Issue 108, Fall 1988
Marimba had beautiful teeth. They were not especially good teeth, or strong, but they were well-honed —small, white was the white keys on a piano, and lewd as the rosewood keys, come to think of it, on a marimba.
When she smiled, her front teeth rested on her lower lip,and she felt the angle, the bevelling, identical tooth to tooth.
They were not her original teeth, not exactly, although they were hers, and not fake. They were ground-down teeth. Worn to a surface sameness and sheen, likes rocks set down at a glacier’s mouth. Fresh. So smooth. An astonishingly polished by-product of a fiercely tormented process.
In the end. Marimba thought of it as nature at work.
Marimba ground her teeth at night. And because she slept through that labor—and for years knew nothing of it— she for a long time woke up serene, with confidence in human achievement. She never considered why she held out hope for humanity, except that a livable life, with some effort, seemed possible: livable life on a livable planet. Some passion. Some ease. The knowledge of terror, but no terror. Political action. Research. Few psychiatrists. No war. Bread and butter and parmesan. Salad greens. Death when it came, as it came.
She tried not to simplify, but there it was.
Her jaw grew powerful; her face toned with exercise. And still, in her ignorance, she thought when she looked in the mirror: this is how a woman’s face matures. She was pleased to see some of the sweetness disappear.
It was her mother who said, one morning on a summer visit: “Marimba. My God, you grind your teeth. It’s a factory sound. It sounded like machinery in there. Rocks. Quarries. It was a terrible racket. You ought to sec somebody.”
And the next morning, barging into the bathroom while Marimba was brushing her teeth: “Honey, what’s wrong? You’re lucky you have any teeth left.” Her mother bared her own teeth, a wild face in the mirror, and tapped her cockeyed front tooth. “Why don’t you make an appointment to sec somebody? Man-o-day, how can what’s-his-name sleep with that racket?”
“His name is Michael.”
“My God, how can the man sleep with that racket?”

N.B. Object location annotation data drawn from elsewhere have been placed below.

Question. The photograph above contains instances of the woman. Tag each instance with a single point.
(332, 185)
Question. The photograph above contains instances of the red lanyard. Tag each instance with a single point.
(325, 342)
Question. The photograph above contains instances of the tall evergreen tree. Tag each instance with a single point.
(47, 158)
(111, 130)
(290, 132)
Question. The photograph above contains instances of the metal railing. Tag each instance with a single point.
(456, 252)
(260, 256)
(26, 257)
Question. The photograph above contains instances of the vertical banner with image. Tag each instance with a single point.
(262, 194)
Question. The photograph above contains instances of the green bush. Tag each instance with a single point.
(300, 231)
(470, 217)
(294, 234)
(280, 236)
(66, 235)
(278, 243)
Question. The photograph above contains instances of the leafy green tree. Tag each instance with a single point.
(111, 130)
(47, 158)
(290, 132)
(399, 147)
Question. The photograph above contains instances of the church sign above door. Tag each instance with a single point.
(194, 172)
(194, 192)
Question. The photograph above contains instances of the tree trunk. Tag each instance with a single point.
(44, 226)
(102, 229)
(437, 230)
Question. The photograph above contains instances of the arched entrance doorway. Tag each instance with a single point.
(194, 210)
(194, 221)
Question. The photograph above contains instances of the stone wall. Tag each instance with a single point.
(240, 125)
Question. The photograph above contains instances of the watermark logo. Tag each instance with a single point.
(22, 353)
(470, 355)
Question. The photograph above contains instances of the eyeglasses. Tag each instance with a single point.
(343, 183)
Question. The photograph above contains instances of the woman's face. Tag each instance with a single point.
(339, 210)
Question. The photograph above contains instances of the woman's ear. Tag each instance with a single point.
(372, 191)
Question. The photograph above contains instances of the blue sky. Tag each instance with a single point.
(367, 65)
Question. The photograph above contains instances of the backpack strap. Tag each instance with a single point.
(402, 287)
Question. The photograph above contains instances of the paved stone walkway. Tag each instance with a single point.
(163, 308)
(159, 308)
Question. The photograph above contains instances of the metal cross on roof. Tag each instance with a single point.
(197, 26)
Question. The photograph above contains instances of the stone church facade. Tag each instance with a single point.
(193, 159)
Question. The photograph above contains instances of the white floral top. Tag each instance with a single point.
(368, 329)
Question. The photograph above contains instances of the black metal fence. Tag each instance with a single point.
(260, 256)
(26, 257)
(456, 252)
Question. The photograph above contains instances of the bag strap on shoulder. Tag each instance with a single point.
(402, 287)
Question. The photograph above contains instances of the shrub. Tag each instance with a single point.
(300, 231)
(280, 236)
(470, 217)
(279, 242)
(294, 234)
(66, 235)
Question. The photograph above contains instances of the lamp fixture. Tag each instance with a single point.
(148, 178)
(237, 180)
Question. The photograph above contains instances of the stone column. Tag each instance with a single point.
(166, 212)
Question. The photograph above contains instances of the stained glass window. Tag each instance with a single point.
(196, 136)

Some things came back to Marimba then. Her elaborate cartoon dreams, for instance, where in the end, it came as no surprise—not to the compassionate trees, not to the zoo animals on the loose in living color, not to the hero-beast him or herself—when the ordinary and unremarkable teeth of the herocreature, in consequence of nothing, cracked, grew larger somehow with fracture lines, and crumbled apart, through many frames, to the ground. It happened in precise, slow motion. Fine line drawings webbed across the surface of the teeth and with a machine noise —engine noise, earthquake noise—that clamped everybody else’s jaws flat shut, the open mouthed hero-animal’s teeth cracked into chip-sized pieces and fell very thoroughly apart.